Uncle Rocky
The group, clockwise from top left: Bobby Batyko, Lonesome Willie Jones, Matt Beefus Amati, Brad Astor and Rin Q. Ribble.
Lester Flatt-style flat picking is an underappreciated bluegrass weapon, due in part to the fact that the five-string banjo is generally the alpha in a bluegrass ensemble. Its Gatlin-gun fusillade of notes has audience members all but diving out of the way. Between the banjo and the percussive, ringing chop of the mandolin, the guitar can easily become a backseat rider.
Not so on the new release from Madison bluegrass band Sortin’ the Mail.

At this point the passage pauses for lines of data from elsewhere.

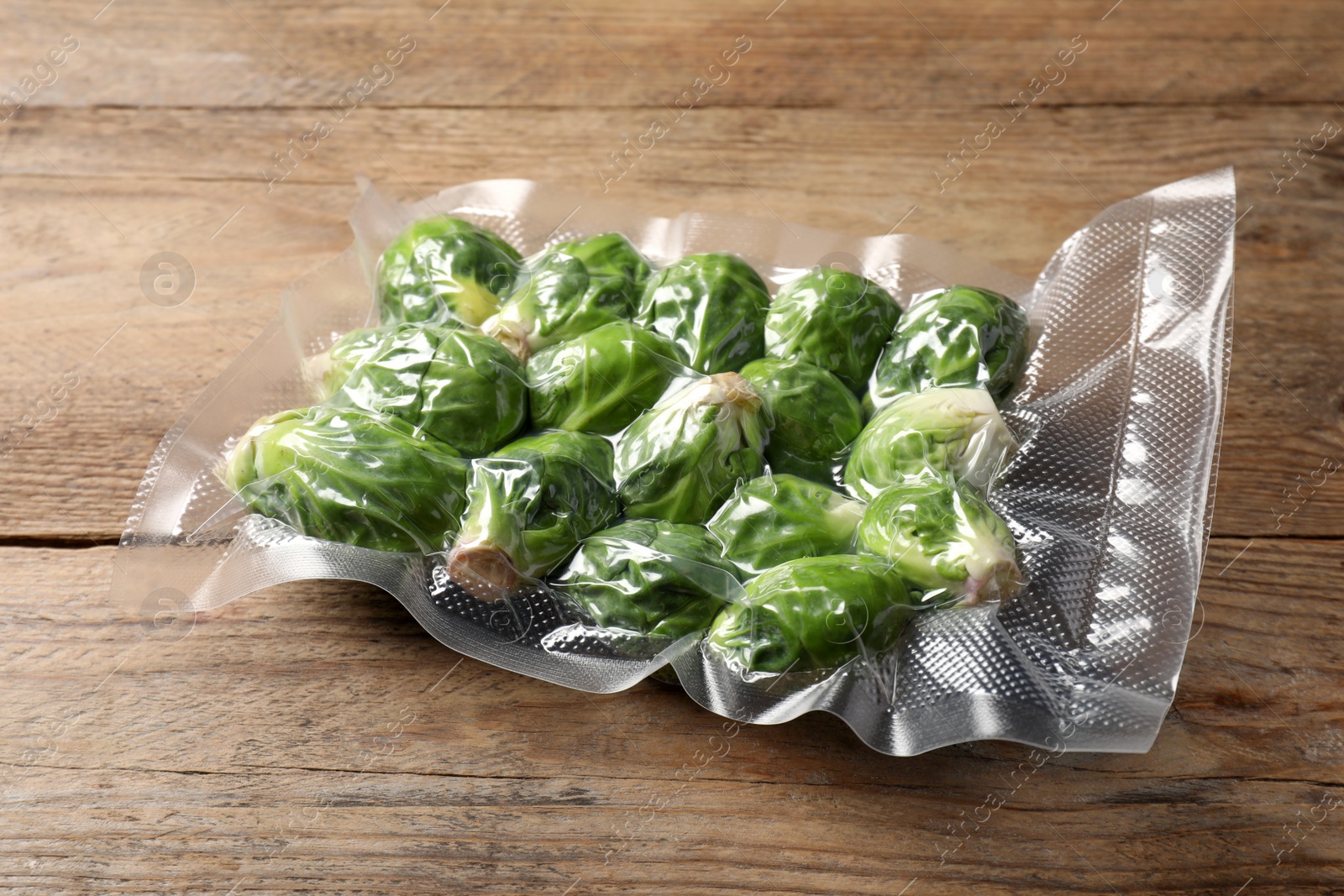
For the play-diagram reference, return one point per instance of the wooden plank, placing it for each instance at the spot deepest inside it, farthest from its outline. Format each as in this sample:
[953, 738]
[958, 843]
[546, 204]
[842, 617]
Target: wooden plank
[609, 53]
[176, 181]
[309, 728]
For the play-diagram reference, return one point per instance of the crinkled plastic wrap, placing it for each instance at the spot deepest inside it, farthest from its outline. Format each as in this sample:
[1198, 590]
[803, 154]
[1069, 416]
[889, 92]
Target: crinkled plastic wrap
[1101, 464]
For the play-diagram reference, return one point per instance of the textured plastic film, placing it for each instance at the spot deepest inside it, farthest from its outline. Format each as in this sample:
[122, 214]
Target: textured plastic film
[1108, 493]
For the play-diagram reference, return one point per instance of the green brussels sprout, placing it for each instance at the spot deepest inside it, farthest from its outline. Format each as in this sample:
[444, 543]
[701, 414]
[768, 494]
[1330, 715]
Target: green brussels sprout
[774, 519]
[349, 476]
[680, 458]
[961, 336]
[815, 613]
[942, 539]
[329, 369]
[571, 289]
[711, 307]
[528, 508]
[445, 269]
[651, 578]
[601, 380]
[456, 385]
[956, 430]
[812, 417]
[835, 320]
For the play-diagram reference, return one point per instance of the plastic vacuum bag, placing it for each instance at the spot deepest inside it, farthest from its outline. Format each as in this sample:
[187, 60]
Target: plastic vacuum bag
[1106, 493]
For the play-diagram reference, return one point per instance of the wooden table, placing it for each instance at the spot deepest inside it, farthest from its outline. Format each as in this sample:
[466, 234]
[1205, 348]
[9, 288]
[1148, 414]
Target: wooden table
[313, 739]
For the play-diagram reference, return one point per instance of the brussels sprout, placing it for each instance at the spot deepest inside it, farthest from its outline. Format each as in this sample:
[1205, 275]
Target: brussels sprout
[774, 519]
[528, 508]
[349, 476]
[961, 336]
[445, 269]
[958, 430]
[601, 380]
[815, 613]
[651, 578]
[944, 539]
[459, 387]
[571, 289]
[682, 457]
[835, 320]
[812, 418]
[329, 369]
[712, 308]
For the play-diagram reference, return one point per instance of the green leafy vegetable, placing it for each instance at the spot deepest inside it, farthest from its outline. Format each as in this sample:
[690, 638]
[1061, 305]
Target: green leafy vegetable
[680, 458]
[711, 307]
[961, 336]
[459, 387]
[349, 476]
[601, 380]
[815, 613]
[774, 519]
[958, 430]
[571, 289]
[942, 537]
[329, 369]
[445, 269]
[812, 417]
[528, 506]
[651, 578]
[835, 320]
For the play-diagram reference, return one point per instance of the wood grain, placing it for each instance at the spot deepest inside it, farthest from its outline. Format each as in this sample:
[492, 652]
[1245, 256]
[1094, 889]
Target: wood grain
[613, 53]
[315, 723]
[183, 174]
[312, 738]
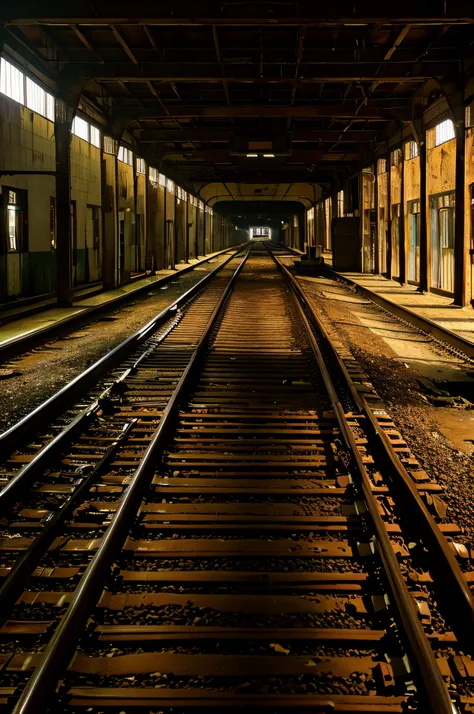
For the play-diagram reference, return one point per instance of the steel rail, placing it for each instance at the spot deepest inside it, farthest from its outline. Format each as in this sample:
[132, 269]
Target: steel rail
[26, 476]
[28, 425]
[60, 649]
[19, 345]
[435, 688]
[444, 562]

Longtime Madison bluegrasser Bobby Batyko proudly carries Lester Flatt’s torch as he lights up the 13 tracks of Ringin’ the Doorbell, mostly recorded in concert at the Barrymore Theatre last winter. Batyko can be heard busting fat rhythm strokes then flatpicking breaks redolent of his heroes Doc Watson and Norman Blake.
If bluegrass music in Madison had a family tree, Batyko and his bandmate, “Lonesome” Willie Jones, could be found on multiple branches. Batyko’s SpareTime Bluegrass Band is as solid as it gets. Mandolin player Jones is best known for his decade-plus with another of Madison’s most popular bluegrass acts, Oak Street Ramblers.
Though it wasn’t the cause of his departure from the Ramblers, Jones says Sortin’ the Mail started when new material he was coming up just didn’t fit Oak Street.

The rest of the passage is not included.